Republican-run states said restrictions were necessary to clamp down on voter fraud, but Democrats said these were attempts to keep people from exercising their right to vote.

Even before the voting, Trump had given enough hints that he is more than willing to approach the court, while Biden said “his legal team was ready for it”.

Team Trump expects the courts to block further counting of absentee ballots in Pennsylvania, saying the votes there “may well determine the next president of the United States.”

The Republican campaign also wants counting to halt in Michigan, claiming it had been denied proper access to sites where ballots were opened and tallied. And then there were legal suits that challenged absentee-ballot processing in Nevada’s largest county, and late-arriving ballots in a Georgia county.

President Donald Trump may be banking on US Supreme Court, but legal eagles say the country’s apex court may not be the final authority in this election.

In fact, law experts say the courts may not entertain Trump’s plea to stop counting of ballots that were received before or on Election Day. Even if the courts do interfere, it may not change the trajectory of the race in closely fought states like Michigan and Pennsylvania, experts told BBC.

The Republicans may object to particular ballots or voting and counting procedures, but it is not clear if such disputes would determine the final outcome of the election.

True to his reputation, Trump made an appearance at the White House in the early hours of Wednesday and declared victory against Biden. “This is a major fraud on our nation. We want the law to be used in a proper manner. So we’ll be going to the U.S. Supreme Court. We want all voting to stop,” he said.

Also read: In nail-biting battle, states that’ll decide who the next US President will be

Trump did not explain the nature of alleged fraud or provide details of the litigation that he would pursue at the Supreme Court.
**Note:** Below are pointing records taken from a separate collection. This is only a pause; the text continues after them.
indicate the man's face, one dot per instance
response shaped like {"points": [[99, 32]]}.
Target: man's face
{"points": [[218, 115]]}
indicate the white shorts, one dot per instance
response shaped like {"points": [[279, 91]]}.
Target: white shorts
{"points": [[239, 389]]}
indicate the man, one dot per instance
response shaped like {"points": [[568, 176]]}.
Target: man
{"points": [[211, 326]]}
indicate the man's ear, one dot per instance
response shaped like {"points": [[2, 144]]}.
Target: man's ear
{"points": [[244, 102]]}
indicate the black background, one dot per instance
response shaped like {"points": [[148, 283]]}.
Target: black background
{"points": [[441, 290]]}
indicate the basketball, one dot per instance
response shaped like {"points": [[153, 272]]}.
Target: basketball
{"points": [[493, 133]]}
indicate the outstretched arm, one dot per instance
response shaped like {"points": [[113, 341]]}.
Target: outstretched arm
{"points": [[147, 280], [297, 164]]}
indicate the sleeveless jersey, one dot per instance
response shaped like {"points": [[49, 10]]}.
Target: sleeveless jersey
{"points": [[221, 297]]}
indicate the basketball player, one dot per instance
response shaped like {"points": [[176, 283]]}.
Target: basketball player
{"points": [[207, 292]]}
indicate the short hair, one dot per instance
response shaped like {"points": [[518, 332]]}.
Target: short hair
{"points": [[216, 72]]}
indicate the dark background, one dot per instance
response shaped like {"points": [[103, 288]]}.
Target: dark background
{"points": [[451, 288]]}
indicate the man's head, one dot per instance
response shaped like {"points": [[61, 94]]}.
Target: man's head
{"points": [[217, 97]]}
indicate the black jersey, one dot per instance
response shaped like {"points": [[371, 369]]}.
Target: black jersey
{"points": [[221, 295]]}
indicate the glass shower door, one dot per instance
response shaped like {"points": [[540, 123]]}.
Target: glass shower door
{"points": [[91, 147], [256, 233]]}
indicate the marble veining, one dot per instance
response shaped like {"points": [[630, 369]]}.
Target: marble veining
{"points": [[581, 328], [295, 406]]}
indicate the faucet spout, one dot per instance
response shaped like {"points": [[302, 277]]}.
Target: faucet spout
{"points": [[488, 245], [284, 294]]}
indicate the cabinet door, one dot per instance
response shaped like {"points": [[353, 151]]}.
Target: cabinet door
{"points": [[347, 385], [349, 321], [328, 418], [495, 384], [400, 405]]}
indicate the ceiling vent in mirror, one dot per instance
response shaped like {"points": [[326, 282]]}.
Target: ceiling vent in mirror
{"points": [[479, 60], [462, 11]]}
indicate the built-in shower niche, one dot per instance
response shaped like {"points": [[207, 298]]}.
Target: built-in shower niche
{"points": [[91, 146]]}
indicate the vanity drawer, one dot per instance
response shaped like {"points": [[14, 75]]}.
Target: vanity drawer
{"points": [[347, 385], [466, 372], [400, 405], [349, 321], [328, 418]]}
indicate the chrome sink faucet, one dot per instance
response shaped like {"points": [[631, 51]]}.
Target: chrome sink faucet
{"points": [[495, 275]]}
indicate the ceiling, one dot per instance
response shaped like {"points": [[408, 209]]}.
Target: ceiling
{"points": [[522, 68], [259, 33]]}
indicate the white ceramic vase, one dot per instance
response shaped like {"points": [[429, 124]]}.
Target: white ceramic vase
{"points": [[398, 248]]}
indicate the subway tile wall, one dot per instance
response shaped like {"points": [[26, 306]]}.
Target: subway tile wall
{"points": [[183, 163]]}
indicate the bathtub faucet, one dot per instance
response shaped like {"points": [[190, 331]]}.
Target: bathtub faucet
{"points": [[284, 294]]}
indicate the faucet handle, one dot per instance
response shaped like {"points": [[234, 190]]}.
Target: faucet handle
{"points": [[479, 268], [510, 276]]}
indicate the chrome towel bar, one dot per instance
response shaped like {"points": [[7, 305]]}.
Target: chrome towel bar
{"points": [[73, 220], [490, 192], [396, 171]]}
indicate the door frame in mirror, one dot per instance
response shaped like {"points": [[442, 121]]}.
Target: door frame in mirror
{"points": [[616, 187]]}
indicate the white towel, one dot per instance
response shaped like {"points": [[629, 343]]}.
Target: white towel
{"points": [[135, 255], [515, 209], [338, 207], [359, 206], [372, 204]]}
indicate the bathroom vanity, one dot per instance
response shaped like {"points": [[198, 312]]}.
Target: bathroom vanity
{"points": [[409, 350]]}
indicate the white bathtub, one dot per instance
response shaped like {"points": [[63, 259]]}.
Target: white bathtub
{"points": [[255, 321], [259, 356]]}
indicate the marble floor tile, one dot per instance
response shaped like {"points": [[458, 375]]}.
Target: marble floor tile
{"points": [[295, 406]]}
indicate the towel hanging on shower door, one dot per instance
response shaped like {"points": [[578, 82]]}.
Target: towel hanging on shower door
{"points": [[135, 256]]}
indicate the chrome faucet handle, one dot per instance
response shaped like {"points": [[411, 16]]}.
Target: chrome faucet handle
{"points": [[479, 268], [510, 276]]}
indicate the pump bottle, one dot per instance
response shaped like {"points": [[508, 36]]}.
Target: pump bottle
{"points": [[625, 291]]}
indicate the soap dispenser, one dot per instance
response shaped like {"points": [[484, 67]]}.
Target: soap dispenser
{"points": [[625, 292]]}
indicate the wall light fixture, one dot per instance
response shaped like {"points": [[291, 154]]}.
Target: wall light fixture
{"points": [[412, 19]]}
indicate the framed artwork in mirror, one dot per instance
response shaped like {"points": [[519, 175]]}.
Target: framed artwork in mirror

A handful of states could decide the next President in a few hours or days because a large number of mail-in ballots are yet to be counted.

The significantly high number of mail-in ballot voting this time has been attributed to the coronavirus pandemic.

“Admitting defeat is not a plausible reaction so soon after the election, so they throw a lot of Hail Mary lawsuits at the wall and hope something sticks,” said longtime Republican elections lawyer and CNN contributor Ben Ginsberg.

“I think much of the litigation is a longshot and unlikely to succeed,” said Franita Tolson, a law professor at USC Gould School of Law and CNN contributor.

Ned Foley, an election law expert at Ohio State University, said on Twitter that the Supreme Court “would be involved only if there were votes of questionable validity that would make a difference, which might not be the case.”

Benjamin Ginsberg, a longtime Republican election lawyer, told CNN that any attempt to toss out legally cast votes would likely “be viewed by any court including the Supreme Court as just a massive disenfranchisement that would be frowned upon.”

Trump attorney Jenna Ellis on Wednesday defended Trump’s bid to challenge the vote count and evaluate his legal options. “If we have to go through these legal challenges, that’s not unprecedented,” Ellis told Fox Business Network in an interview. “He wants to make sure that the election is not stolen.”

Bringing a case to federal court immediately was one possibility, she added, without giving further details. “We have all legal options on the table.”